Park, Kwang-Sun;Park, Ho-Won;Lee, Ju-Hyun;Seo, Hyun-Woo
Journal of the korean academy of Pediatric Dentistry
/
v.35
no.3
/
pp.539-547
/
2008
Apert syndrome is an autosomal dominant condition characterized by craniosynostosis, midface hypoplasia, and syndactyly of the hands and feet. It occurs in about 1 of every 65,000 to 160,000 births and is caused by a mutation in the fibroblast growth factor receptor 2(FGFR2) gene. Apert syndrome typically produces acrobrachycephaly(tower skull). The occiput is flattened, and there is a tall appearance to the fore head. Ocular proptosis is a characteristic finding, along with hypertelorism and downward slanting lateral palpebral fissures.
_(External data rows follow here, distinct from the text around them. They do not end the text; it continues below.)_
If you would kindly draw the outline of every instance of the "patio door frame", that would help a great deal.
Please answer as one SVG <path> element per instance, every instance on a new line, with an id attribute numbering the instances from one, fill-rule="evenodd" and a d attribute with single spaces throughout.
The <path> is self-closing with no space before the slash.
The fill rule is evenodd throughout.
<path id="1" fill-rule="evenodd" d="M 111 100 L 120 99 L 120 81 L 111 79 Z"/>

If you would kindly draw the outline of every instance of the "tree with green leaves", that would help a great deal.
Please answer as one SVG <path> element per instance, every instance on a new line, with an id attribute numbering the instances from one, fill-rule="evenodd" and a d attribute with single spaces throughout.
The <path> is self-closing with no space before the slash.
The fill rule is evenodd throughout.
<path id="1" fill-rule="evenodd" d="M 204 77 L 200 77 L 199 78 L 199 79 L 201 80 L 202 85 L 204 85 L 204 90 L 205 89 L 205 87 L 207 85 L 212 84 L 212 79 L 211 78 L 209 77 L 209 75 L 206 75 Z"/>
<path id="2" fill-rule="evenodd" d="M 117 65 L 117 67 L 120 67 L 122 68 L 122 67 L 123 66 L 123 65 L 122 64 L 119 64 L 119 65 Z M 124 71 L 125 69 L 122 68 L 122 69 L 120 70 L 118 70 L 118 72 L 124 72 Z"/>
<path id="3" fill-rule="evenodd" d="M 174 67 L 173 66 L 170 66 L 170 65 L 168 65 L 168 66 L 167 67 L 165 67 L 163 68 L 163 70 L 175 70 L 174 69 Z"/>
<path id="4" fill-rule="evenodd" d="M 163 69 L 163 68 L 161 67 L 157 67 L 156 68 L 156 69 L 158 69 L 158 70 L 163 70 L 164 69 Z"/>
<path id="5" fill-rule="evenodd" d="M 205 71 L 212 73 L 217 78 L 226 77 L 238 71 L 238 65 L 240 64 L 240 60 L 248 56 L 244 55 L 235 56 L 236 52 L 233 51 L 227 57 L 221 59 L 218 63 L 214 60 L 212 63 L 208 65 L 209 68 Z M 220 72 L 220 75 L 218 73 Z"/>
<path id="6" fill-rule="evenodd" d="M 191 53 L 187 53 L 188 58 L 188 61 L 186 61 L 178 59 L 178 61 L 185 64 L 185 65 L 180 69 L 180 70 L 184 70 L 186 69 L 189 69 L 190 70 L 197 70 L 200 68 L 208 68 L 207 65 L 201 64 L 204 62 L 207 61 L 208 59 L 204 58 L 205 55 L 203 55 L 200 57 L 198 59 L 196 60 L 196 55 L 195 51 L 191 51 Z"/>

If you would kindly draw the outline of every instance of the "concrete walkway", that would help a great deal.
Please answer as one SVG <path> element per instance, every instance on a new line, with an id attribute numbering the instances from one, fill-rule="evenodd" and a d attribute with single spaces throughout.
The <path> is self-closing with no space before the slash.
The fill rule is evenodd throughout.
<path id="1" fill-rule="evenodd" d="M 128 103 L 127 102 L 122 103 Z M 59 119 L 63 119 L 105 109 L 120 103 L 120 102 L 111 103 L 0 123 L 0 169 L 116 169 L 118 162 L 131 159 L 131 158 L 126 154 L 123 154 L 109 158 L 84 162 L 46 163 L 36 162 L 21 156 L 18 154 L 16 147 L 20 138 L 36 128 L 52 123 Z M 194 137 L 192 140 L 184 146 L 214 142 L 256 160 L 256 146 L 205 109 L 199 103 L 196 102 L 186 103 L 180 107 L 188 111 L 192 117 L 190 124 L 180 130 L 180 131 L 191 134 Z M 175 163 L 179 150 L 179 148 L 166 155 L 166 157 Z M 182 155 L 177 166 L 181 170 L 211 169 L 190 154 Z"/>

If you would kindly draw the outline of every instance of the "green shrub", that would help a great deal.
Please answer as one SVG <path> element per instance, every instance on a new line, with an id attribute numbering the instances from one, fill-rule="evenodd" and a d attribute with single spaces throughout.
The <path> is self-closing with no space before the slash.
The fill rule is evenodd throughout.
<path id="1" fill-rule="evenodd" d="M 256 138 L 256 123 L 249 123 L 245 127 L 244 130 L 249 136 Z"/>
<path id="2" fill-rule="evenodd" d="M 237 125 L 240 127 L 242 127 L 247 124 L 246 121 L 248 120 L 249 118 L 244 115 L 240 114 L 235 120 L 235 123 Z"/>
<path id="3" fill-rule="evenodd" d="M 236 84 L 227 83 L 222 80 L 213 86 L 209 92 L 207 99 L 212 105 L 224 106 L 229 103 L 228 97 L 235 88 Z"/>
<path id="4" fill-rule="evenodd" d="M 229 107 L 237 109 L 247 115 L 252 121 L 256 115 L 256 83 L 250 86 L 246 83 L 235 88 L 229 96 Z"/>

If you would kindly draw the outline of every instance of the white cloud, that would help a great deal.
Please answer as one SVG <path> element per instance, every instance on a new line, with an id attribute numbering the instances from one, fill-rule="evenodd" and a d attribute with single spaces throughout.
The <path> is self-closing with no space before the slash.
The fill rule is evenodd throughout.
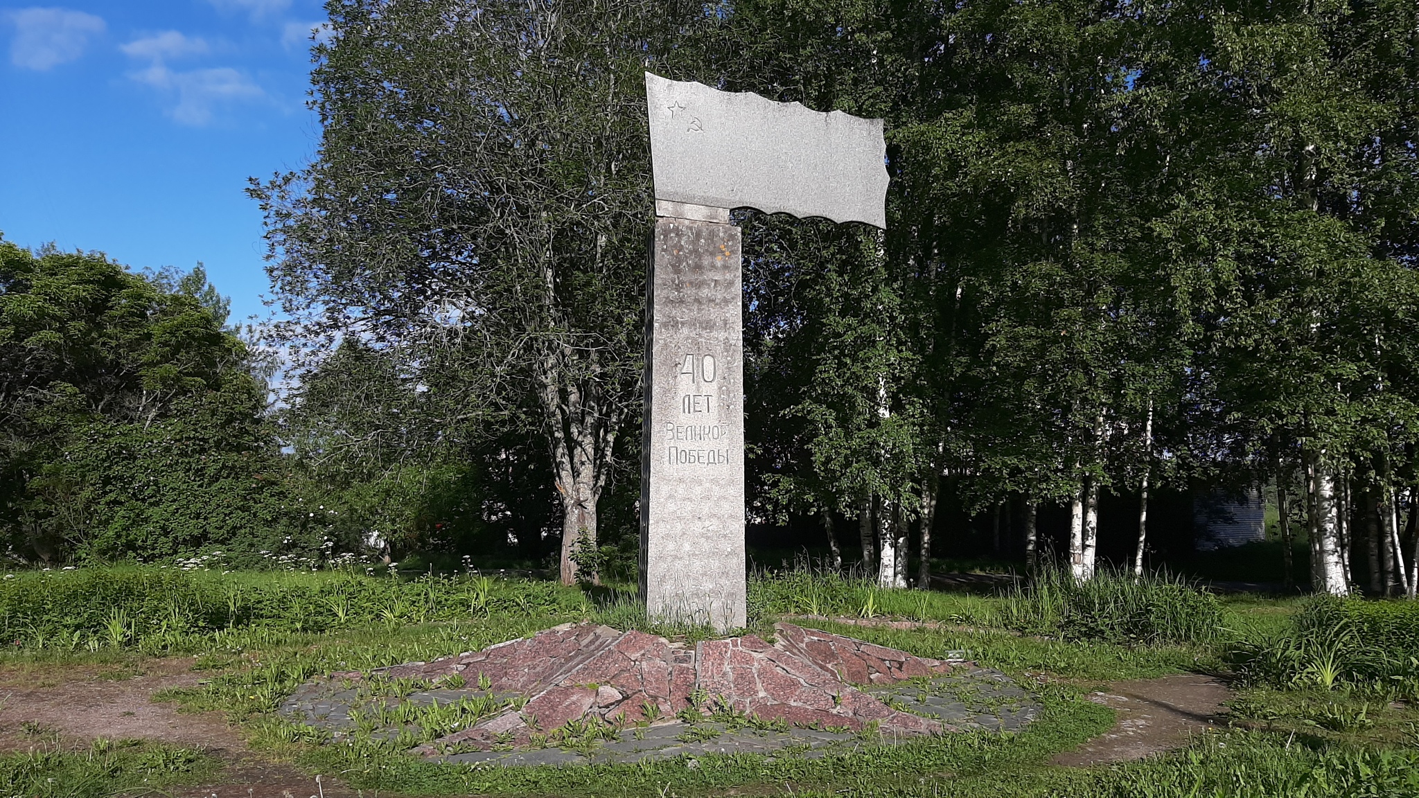
<path id="1" fill-rule="evenodd" d="M 175 30 L 163 31 L 148 38 L 138 38 L 119 47 L 133 58 L 149 58 L 162 61 L 163 58 L 182 58 L 183 55 L 201 55 L 207 51 L 206 40 L 183 35 Z"/>
<path id="2" fill-rule="evenodd" d="M 281 44 L 287 50 L 304 47 L 311 41 L 312 33 L 318 44 L 325 44 L 331 40 L 331 23 L 285 23 L 281 28 Z"/>
<path id="3" fill-rule="evenodd" d="M 176 98 L 169 114 L 183 125 L 211 122 L 216 105 L 265 97 L 261 87 L 231 67 L 177 72 L 155 61 L 146 70 L 131 72 L 131 78 Z"/>
<path id="4" fill-rule="evenodd" d="M 84 55 L 89 37 L 108 27 L 102 17 L 70 9 L 20 9 L 7 14 L 14 23 L 10 62 L 26 70 L 48 70 Z"/>
<path id="5" fill-rule="evenodd" d="M 253 20 L 278 14 L 291 6 L 291 0 L 207 0 L 223 11 L 245 11 Z"/>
The middle third of the face is markedly retruded and hypoplastic, resulting in a relative mandibular prognathism. The reduced size of the nasopharynx and narrowing of the posterior choana can lead to mouth breathing, contributing to an open-mouth apprance. Three fourths of all patients exhibit either a cleft of the soft palate or a bifid uvula. The maxillary hypoplasia leads to a V-shaped arch and crowding of the teeth. A 6-year-old male patient visited to the Department of Pediatric dentistry, Kangnung National University of Dental Hospital. He visited the hospital to get treatment of carious teeth. The purpose of this report is to present a specific dental manifestations about the apert syndrome.